J'ai sorti un fin dossier et je l'ai ouvert devant lui.
« Demande de prêt utilisant ma maison comme garantie. Fausse signature numérique. Mon nom a été utilisé sans autorisation. »
Mon beau-père a arrêté de fumer.
Ma belle-mère se raidit.
« C'est un malentendu », a-t-elle rapidement répondu.
« Non », ai-je répondu. « C'est une fraude. »
Andrés pâlit.
« Lucía, écoute… »
« Non. Maintenant, écoutez-moi. »
Ma voix n'était pas forte, mais elle ne tremblait pas non plus.
« Hier soir, j'ai parlé à mon avocat. Et ce matin, j'ai remis des copies de tous les documents à la banque et au parquet. Si quelqu'un tente de déplacer ce bien sans mon consentement, l'enquête se poursuit. »
Ma belle-mère s'est avancée.
« Vous dénoncez votre propre famille ? »
Je l'ai regardée droit dans les yeux.
« Non. Je défends ma maison. »
Les déménageurs commencèrent à échanger des regards gênés.
Andrés passa une main dans ses cheveux.
« Lucía… la situation a dégénéré. Nous voulions simplement aider mes parents. »
« Non », ai-je répondu calmement. « Vous vouliez décider pour moi. »
Un long silence suivit.
Le bruit de la mer résonnait derrière la maison, comme toujours depuis que mon père l'avait construite.

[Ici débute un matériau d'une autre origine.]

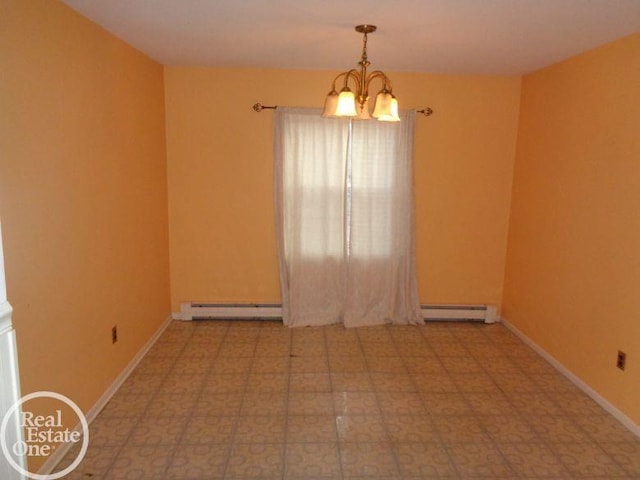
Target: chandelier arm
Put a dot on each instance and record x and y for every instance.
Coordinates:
(355, 75)
(378, 74)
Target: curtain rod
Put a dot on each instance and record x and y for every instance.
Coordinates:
(258, 107)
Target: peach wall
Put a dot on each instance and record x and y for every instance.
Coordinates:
(82, 197)
(220, 180)
(573, 266)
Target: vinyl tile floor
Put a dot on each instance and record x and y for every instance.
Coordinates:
(255, 400)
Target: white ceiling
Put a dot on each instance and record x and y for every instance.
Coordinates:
(439, 36)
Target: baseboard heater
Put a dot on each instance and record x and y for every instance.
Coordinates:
(273, 311)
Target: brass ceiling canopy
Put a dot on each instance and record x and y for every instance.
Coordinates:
(348, 103)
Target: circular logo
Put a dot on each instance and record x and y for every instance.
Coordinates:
(20, 447)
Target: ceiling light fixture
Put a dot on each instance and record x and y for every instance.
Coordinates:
(348, 103)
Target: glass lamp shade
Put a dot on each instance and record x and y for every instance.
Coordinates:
(346, 104)
(330, 104)
(393, 112)
(383, 104)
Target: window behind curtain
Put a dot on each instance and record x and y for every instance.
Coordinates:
(344, 219)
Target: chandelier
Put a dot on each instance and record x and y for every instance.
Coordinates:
(355, 103)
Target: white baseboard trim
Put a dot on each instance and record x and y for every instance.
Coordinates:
(48, 466)
(577, 381)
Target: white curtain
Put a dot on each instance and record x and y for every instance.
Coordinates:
(344, 219)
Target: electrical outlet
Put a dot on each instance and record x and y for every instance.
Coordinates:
(622, 360)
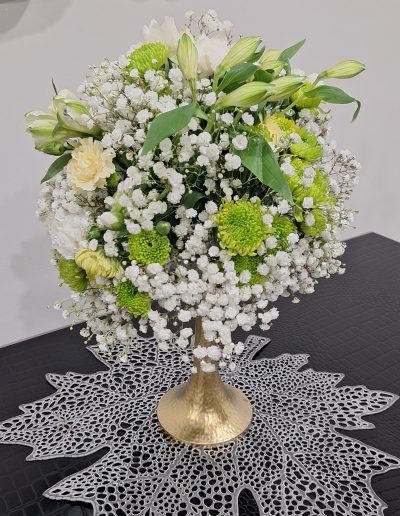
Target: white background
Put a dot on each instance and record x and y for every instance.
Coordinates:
(41, 39)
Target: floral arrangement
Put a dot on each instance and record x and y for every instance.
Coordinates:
(194, 177)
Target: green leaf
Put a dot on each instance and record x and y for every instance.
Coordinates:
(167, 124)
(237, 75)
(199, 113)
(189, 200)
(291, 51)
(334, 95)
(54, 86)
(56, 128)
(264, 76)
(259, 158)
(56, 166)
(298, 214)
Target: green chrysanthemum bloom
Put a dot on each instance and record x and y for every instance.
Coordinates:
(149, 247)
(137, 303)
(96, 263)
(318, 226)
(144, 58)
(141, 304)
(249, 263)
(283, 227)
(73, 275)
(240, 227)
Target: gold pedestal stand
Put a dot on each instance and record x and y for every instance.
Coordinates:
(204, 411)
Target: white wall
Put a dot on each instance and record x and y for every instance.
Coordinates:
(40, 39)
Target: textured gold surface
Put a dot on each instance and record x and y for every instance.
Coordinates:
(204, 411)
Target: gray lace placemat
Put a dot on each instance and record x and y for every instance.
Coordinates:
(292, 458)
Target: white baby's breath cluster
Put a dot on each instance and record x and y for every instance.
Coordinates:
(201, 276)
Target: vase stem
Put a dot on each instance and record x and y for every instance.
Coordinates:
(204, 410)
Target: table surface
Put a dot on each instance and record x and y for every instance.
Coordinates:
(350, 325)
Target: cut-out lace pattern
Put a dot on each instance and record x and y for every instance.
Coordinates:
(293, 459)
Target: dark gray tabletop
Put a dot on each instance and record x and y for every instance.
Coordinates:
(350, 325)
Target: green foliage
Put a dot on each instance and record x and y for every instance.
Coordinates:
(72, 275)
(149, 247)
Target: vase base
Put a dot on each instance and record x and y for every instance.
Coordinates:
(194, 417)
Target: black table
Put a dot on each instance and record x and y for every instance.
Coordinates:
(350, 325)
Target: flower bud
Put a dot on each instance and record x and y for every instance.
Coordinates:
(344, 70)
(54, 148)
(285, 86)
(239, 53)
(308, 103)
(69, 115)
(42, 125)
(113, 220)
(270, 55)
(188, 57)
(163, 227)
(245, 96)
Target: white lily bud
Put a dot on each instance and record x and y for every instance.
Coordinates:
(285, 86)
(344, 70)
(113, 220)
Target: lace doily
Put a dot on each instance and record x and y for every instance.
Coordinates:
(292, 458)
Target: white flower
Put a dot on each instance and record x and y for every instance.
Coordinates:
(211, 52)
(227, 118)
(165, 32)
(308, 202)
(240, 142)
(232, 162)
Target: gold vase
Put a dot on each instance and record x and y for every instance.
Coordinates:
(204, 411)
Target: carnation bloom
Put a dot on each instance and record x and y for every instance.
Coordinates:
(149, 247)
(90, 165)
(96, 263)
(241, 227)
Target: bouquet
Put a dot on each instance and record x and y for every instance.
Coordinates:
(194, 177)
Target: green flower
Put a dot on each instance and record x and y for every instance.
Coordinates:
(96, 263)
(308, 148)
(283, 227)
(249, 263)
(318, 226)
(143, 58)
(73, 275)
(138, 303)
(240, 227)
(149, 247)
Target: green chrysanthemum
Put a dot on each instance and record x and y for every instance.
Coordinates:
(283, 227)
(149, 247)
(318, 226)
(249, 263)
(144, 58)
(240, 227)
(138, 303)
(73, 275)
(308, 148)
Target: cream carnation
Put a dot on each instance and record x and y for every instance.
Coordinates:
(90, 166)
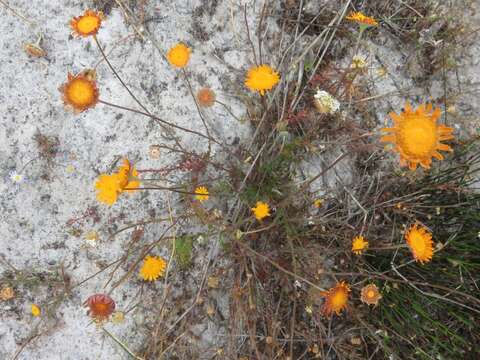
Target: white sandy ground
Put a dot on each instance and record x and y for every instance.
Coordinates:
(33, 231)
(34, 236)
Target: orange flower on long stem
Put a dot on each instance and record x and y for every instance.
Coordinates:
(417, 136)
(336, 299)
(419, 240)
(80, 92)
(87, 24)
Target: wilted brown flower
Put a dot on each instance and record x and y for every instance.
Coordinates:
(100, 306)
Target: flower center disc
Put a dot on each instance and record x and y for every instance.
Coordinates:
(87, 24)
(418, 137)
(80, 92)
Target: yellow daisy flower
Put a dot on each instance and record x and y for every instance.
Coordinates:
(153, 267)
(261, 210)
(201, 193)
(128, 176)
(362, 19)
(417, 136)
(206, 97)
(80, 91)
(179, 55)
(419, 240)
(109, 187)
(359, 245)
(261, 78)
(370, 294)
(35, 310)
(87, 24)
(336, 299)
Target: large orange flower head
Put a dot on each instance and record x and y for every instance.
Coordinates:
(80, 92)
(417, 136)
(100, 306)
(419, 240)
(336, 299)
(261, 78)
(87, 24)
(109, 187)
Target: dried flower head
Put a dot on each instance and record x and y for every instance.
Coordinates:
(336, 299)
(109, 187)
(206, 97)
(153, 267)
(358, 62)
(362, 19)
(370, 294)
(7, 293)
(261, 78)
(419, 240)
(128, 176)
(417, 136)
(179, 55)
(359, 244)
(87, 24)
(80, 91)
(325, 103)
(100, 306)
(261, 210)
(35, 310)
(201, 193)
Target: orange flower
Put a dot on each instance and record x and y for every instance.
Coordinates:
(261, 210)
(370, 294)
(261, 78)
(419, 240)
(109, 187)
(336, 299)
(100, 306)
(362, 19)
(179, 55)
(417, 137)
(87, 24)
(127, 176)
(80, 91)
(206, 97)
(359, 245)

Ce son m'a donné de la force.
« Tes parents ne vont pas emménager ici », ai-je dit. « Et tu dois prendre une décision dès maintenant. »
Andrés a fini par me regarder.
"Quoi?"
« Que tu veuilles rester mariée à moi… ou continuer à obéir à ta mère. »
Ma belle-mère ouvrit la bouche pour l'interrompre.
« Non », ai-je répondu sans la regarder. « Cette conversation reste entre lui et moi. »
Andrés paraissait soudain plus vieux.
Il regarda le camion.
Il regarda ses parents.
Il regarda la maison.
« Nous voulions simplement régler ça sans tout ce drame », murmura-t-il.
J'ai senti quelque chose se briser en moi.
Ce n'était pas de la colère.
C'était la clarté.
« Alors c’est réglé », ai-je dit. « Le camion part. Tes parents retournent à leur appartement. Et tu décides où tu veux vivre. »
Ma belle-mère a explosé.
« C'est ridicule ! Après tout ce que nous avons fait pour vous ! »
« Vous n'avez rien fait pour cette maison », ai-je répondu. « C'est mon père qui l'a construite. »
Mon beau-père, qui était resté silencieux tout ce temps, prit la parole pour la première fois.
« Allons-y », dit-il à sa femme.
Elle le regarda, outrée.
"Quoi?!"
« C’est terminé. »
Les ouvriers qui descendaient du camion ont commencé à recharger les cartons.
Ma belle-mère m'a lancé un dernier regard plein de mépris avant de monter dans la voiture.
Andrés resta à l'entrée.
Juste nous deux.
Le vent faisait bouger les palmiers.
« Avez-vous vraiment déposé une plainte ? » a-t-il demandé.